El secretario de los enamorados

La Casería

Cada que paso por la avenida, cerca de aquel mercado de pulgas, yendo en autobús, suelo escuchar tu voz susurrándome: “vamos de casería”. Una frase sin sentido que nos daba las respuestas a todas nuestras dudas.

Ese ir de casería contigo era ir en la búsqueda de los libros perdidos en alguna remesa, debajo de baratijas, en medio de cajas cubiertas de polvo. Una empresa que nos dejaba las manos sucias y las sonrisas satisfechas.

Siempre admire tu paciencia para examinar cada lugar, para mover cada pieza, hallando el escondrijo donde permanecían, como si fuese el mausoleo de algún emperador con una maldición que se liberaría ante nuestros ojos una vez leídos. Tú tan encantadora te levantabas y me mirabas como si hubieses conseguido el premio mayor y llevándolo a tu pecho para evitar que lo arrebatase de tus manos.
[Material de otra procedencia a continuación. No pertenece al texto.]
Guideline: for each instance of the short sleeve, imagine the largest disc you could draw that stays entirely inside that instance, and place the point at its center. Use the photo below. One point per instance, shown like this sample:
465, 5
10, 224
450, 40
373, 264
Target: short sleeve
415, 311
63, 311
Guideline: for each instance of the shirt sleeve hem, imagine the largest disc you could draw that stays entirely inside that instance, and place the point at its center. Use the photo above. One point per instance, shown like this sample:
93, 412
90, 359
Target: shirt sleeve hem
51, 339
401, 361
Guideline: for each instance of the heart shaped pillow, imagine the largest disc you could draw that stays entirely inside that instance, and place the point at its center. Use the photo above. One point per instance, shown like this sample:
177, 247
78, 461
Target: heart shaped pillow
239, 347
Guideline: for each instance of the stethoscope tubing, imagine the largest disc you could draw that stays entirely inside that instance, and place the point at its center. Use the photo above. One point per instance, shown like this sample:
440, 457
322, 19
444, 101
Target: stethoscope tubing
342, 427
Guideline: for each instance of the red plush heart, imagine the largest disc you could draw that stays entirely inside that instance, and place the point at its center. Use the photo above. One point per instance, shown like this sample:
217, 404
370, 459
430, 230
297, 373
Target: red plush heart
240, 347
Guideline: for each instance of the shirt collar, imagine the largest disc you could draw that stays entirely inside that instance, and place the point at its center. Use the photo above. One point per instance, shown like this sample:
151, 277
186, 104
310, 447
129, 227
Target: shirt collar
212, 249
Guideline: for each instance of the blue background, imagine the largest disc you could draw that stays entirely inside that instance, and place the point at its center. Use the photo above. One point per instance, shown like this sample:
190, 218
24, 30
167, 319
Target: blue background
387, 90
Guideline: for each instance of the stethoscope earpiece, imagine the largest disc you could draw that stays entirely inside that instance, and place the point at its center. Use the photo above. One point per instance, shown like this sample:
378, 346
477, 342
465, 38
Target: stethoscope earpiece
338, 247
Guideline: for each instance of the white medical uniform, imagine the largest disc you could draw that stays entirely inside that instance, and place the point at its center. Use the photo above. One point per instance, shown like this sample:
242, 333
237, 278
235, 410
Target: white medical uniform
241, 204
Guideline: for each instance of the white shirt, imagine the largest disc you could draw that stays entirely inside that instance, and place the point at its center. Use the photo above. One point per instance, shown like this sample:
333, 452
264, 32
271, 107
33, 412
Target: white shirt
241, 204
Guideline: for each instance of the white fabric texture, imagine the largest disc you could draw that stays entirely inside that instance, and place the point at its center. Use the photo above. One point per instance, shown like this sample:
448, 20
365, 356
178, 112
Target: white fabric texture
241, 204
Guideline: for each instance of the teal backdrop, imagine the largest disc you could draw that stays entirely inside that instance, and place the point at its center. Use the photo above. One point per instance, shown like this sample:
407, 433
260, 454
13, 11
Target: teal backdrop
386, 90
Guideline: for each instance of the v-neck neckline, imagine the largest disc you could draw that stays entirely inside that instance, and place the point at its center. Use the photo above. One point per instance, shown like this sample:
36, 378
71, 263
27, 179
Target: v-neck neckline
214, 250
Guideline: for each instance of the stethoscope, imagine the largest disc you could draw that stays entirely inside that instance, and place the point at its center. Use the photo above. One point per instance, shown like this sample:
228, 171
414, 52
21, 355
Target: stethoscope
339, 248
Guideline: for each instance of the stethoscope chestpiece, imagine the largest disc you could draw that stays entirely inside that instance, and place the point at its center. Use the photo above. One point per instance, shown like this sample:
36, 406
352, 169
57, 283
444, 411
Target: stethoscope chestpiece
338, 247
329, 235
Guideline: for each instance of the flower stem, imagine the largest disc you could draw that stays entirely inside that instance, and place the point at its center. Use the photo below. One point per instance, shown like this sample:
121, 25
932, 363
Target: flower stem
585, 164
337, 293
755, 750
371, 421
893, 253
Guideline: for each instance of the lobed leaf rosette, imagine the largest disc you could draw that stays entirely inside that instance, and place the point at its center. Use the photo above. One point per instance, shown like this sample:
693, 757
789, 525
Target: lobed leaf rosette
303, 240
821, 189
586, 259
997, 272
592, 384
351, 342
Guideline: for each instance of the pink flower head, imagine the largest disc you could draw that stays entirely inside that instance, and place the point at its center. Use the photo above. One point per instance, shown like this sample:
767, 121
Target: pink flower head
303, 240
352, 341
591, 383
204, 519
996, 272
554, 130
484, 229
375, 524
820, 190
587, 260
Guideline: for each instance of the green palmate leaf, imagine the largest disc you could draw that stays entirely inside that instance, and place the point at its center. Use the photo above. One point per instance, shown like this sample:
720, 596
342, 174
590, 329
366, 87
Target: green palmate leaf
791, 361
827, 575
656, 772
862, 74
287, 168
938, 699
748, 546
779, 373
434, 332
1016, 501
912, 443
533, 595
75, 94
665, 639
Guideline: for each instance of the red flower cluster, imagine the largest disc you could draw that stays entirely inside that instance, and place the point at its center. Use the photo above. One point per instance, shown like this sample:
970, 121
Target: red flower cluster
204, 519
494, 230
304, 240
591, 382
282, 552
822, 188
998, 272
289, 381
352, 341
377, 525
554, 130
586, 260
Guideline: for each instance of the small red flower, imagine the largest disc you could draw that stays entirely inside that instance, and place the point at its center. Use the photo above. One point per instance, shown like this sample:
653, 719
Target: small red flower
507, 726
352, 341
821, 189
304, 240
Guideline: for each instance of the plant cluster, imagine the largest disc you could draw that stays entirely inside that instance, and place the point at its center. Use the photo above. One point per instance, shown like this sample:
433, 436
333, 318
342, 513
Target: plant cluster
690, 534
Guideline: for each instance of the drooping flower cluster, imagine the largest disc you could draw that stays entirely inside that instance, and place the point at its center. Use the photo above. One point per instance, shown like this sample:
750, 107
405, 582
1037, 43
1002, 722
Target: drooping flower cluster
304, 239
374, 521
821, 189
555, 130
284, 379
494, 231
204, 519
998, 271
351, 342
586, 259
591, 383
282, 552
Una acción tan humorística, digna de los libros de Jardiel Poncela, de dos amantes tan ocurrentes que “¿no temes que te arranque un brazo?”, nos decíamos cuando acechábamos esa zona de león que nos creábamos antes de hallar el siguiente.

Pero… ahora solo es tu recuerdo el que me ve en el reflejo de la ventana y el que se confunde con el rostro de alguien más.

El mismo que se iluminó cuando tocaste una edición de Eragón de Christopher Paolini en pasta dura, en perfectas condiciones y en el que viste, cuando abriste su portada, un mapa de la tierra fantástica de ese autor. Toda tu felicidad se concentró ahí, y dudo mucho que alguna más comparé eso que yo sentí al verte así.

O la vez que encontramos un libro de García Márquez con un sello de la embajada de México que estaba en Corea.

Eso… eso valía más que cualquier otra cosa, y no hablo de libros, si no de ti, de tus ojos que se cubrían con unas gafas cuadradas y tus labios finos que se desplegaban como las nubes al medio día.

Sin embargo, lo remplazamos, lo dejamos como una historia más cubriéndose de polvo, ajándose en el silencio en nuestros libreros y perdiéndose en el vaivén del ir y venir cuando tomamos uno, lo terminamos, lo remplazamos y otro, siguiendo el mismo proceso al momento de leer y no acordarnos “¿de qué?”, pensaras y yo me preguntare “¿de quién?”. En un juego a sufrir amnesia cuando nos convenga sabiendo que solo fingimos desinterés.

Mírate ahora, quisieras detenerte, no terminar de saber que más digo, encontrar un error en mi lógica y burlarte, aguantando el nudo en la garganta, de lo patético que soy.

“—¡Maldición contigo!”

Dirás antes de colgar el teléfono y me dedicaras un estado más en Facebook, quitaras la foto de WhatsApp y, si no te convences de no devolver la llamada, lo pondrás en modo avión.

Te encerraras en el universo que te crean tus auriculares y pretenderás leer, pero hasta en eso fracasaras, el playlist te traicionara y te llevara a la trinchera minada que canta Charles Ans:

“No hay nadie que como tú me comprenda,

hoy decidí a escribir sobre mi mitad perfecta,

contarle al mundo de una relación confusa.

Describirte con palabras, ya que eres mi musa.

Eres el libro al que le arranco las hojas,

la portada incompleta

o las hojas que mojas.

Algunas de tus paginas están vacías.

Perdón si soy sincero y no escribo fantasías.

Prefiero hablar de un tema que sólo tú comprendas,

palabras trabalenguas que sólo tú me entiendas.

Me faltan títulos cuando paso tu índice.

Preferiste al sapo en lugar del príncipe

Creo que por eso intentas besarme siempre

No voy a cambiar igual de enero hasta diciembre.”

 

Y allí entonces invitaras a tu dolor a tomar un café, un té o simple agua, preguntándole por mí antes de ceder al vino que guardas en la alacena de la cocina e imaginar que te quedas en mis brazos escuchando de mi voz los poemas de Sabines:

“He aquí que tú estás sola y que estoy solo.

Haces tus cosas diariamente y piensas

y yo pienso y recuerdo y estoy solo.

A la misma hora nos recordamos algo

y nos sufrimos. Como una droga mía y tuya

somos, y una locura celular nos recorre

y una sangre rebelde y sin cansancio.